【完結済】気付いたらパワプロで適当に育てた選手に転生してた話 作:いちごケーキ
稲城実業vs青道高校の試合を見に来ていた薬師高校。ちなみに成孔はエース小川が途中降板し、青道にあっさりヤられていた。
試合は延長になるかと思われたが、9回裏ツーアウトで、稲城実業のエースがホームラン。
2対1で稲城実業が勝ったのを見届けた後、ドリンクを買いに行く人を決めるじゃんけんに負け、自販機前まで来ている北瀬。
ちなみに、珍しく伊川は隣にいない。彼は普通に薬師高校のメンツと待っている。流石にヤバいヤンキーはこんな所に来ないだろうと考えているから、北瀬と離れたのである。
伊川も喧嘩はそこまで得意ではないが、1人と2人では絡まれる数が違う。地元の経験からそう知っている北瀬達は、だから2人で毎回行動しているのだ。
ちなみに地元の家に帰ったとしても、北瀬達の活躍は流れていて流石にSNSで実名を晒されて大変な事になりたくないヤンキーは意外と多いので、絡まれる回数も相当減っていただろうがそんな事を彼らは知らない。

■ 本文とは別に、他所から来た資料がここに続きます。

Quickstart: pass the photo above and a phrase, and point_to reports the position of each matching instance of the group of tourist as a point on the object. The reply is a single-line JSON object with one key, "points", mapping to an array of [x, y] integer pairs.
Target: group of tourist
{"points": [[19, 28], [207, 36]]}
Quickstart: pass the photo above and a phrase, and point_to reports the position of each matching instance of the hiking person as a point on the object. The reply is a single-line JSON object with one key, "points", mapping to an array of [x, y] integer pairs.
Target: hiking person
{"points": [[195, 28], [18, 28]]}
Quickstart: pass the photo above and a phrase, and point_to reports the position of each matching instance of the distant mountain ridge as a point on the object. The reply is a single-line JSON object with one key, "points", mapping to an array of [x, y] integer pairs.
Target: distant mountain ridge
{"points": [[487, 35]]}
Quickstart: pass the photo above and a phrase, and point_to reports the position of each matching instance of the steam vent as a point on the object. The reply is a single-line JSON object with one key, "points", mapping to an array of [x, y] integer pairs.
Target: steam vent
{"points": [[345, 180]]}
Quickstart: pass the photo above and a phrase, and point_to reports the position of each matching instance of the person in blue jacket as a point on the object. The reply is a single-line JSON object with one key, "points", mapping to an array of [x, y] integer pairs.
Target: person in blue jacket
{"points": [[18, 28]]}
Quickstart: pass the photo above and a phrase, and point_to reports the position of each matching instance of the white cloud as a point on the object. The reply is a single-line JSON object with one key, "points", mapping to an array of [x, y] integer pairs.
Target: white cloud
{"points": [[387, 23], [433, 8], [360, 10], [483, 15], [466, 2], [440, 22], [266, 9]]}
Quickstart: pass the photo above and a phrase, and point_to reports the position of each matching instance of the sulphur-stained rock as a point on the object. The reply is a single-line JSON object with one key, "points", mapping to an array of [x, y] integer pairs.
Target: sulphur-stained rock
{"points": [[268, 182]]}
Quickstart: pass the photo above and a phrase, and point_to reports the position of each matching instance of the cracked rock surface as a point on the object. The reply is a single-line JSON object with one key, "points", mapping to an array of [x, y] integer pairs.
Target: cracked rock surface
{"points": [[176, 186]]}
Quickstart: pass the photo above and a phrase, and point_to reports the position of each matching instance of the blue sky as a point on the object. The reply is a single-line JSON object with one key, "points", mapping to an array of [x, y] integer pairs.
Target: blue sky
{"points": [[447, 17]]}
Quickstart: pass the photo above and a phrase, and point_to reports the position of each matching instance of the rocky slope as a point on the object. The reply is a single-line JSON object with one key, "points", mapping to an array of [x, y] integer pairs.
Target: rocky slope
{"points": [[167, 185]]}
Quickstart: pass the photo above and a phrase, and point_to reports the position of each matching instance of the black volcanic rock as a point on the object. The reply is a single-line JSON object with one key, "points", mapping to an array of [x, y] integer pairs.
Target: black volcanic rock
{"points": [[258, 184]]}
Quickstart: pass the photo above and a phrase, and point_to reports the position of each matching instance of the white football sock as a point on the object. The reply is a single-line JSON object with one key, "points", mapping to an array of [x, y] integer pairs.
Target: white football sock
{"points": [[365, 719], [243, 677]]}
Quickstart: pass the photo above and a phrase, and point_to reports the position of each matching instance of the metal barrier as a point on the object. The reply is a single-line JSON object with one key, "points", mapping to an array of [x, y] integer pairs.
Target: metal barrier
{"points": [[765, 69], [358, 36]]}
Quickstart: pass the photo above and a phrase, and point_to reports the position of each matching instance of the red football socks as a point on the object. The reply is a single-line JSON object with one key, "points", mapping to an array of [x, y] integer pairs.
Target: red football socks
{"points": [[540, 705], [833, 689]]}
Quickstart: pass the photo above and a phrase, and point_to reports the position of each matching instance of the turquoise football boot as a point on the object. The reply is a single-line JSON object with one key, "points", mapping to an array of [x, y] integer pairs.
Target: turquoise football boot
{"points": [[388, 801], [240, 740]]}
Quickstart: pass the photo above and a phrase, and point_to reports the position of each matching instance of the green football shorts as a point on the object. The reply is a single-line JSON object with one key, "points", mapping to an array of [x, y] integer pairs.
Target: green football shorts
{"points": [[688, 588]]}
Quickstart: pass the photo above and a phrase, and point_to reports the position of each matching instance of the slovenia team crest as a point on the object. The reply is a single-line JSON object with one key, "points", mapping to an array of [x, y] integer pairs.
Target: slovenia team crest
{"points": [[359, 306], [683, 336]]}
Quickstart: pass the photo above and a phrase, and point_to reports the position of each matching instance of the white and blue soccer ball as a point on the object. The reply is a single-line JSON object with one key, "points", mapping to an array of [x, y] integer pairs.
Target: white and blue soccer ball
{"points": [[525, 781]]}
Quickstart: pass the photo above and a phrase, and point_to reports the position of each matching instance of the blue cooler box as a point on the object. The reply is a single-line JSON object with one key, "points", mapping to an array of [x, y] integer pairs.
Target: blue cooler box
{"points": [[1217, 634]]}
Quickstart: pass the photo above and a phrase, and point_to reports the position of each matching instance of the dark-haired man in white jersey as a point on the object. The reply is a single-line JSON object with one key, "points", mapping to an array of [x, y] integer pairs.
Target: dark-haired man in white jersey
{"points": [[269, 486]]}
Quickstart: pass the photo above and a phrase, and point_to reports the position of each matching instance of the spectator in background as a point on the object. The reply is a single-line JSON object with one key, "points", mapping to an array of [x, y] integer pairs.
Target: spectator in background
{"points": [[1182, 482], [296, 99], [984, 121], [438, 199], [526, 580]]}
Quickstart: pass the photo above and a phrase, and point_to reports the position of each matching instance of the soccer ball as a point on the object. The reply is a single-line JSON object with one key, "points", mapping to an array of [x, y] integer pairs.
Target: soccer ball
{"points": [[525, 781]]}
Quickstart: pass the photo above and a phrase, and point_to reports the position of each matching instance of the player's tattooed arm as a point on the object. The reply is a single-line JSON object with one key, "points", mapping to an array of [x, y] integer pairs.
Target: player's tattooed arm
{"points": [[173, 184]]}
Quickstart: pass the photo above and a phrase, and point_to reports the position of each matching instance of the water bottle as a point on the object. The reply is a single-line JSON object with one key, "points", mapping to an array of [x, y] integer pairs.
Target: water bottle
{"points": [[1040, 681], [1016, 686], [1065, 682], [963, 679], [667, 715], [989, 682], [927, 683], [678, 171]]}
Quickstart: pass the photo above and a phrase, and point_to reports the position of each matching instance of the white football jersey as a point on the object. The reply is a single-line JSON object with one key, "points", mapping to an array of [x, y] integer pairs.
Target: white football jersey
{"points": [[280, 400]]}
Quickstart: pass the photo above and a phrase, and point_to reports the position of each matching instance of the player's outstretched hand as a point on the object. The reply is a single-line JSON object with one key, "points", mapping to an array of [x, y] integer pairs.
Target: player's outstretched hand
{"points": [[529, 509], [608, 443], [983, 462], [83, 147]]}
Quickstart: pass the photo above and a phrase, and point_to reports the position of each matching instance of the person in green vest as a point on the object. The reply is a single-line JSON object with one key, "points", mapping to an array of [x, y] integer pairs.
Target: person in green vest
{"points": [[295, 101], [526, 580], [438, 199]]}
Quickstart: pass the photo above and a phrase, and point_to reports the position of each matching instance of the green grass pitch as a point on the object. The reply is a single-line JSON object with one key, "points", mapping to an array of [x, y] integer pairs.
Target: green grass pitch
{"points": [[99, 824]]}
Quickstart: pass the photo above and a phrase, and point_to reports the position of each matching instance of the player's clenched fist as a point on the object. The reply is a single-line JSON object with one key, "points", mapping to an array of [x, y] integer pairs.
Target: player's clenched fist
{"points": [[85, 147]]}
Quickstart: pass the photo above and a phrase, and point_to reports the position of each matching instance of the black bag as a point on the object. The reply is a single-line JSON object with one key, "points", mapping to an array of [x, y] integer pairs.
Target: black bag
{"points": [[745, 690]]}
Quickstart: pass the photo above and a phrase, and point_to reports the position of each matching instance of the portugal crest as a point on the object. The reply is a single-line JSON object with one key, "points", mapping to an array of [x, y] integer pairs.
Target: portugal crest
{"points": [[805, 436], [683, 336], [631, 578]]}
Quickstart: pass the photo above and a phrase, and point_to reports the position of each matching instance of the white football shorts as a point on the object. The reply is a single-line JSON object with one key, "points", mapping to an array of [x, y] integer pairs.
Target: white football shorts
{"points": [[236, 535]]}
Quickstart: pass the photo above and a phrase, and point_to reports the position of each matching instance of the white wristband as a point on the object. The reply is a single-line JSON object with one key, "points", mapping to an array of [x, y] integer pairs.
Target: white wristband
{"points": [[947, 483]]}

偶々、稲城実業の成宮鳴を見かけた北瀬。噂話によると、ピッチャーライナーの当たり具合がマシだったらしく、10月の頭には骨折が治ったらしい。北瀬達は知らないが、地獄のリハビリを経て復活してきた様だ。
稲城実業は撤退準備をしていたが、スタメンの成宮達は仕事をしていなかった。そういうルールなんだろうなと、北瀬は考えた。
実際の所、彼らは後輩に仕事を押し付けて逃げていたのだが、そんな事は北瀬は知らない。
「あの! 成宮さん……ですよね」
「おっ、薬師のエースじゃねぇか」
「俺になんか用?」
咄嗟に話しかけてしまった北瀬は、俺は何で話しかけたんだろうと自分の思考を疑いながら返事をする。
何を話しかけようとしてたんだっけ。たしか、吹奏楽部も来てくれた青道高校との対戦を見ようと思ってて、成宮さんの投球が凄くて、たった1点しか取られなかったんだよな……
北瀬は何でこんな名門校選手に話しかけてしまったんだろうと後悔しつつも、どうにか会話を成立させた。
「えっと、その、成宮さんが青道相手に投げた試合……凄かったです」
「そうだよねっ! さすがは俺! ……それで? 他に言う事無いの」
成宮の自信に満ち溢れた言葉を聞いた北瀬。凄い人間だな、自身が有り過ぎないか、でもカッコいい気がするなどとと色んな意味で感心しながら、話の続きを必死に考えていた。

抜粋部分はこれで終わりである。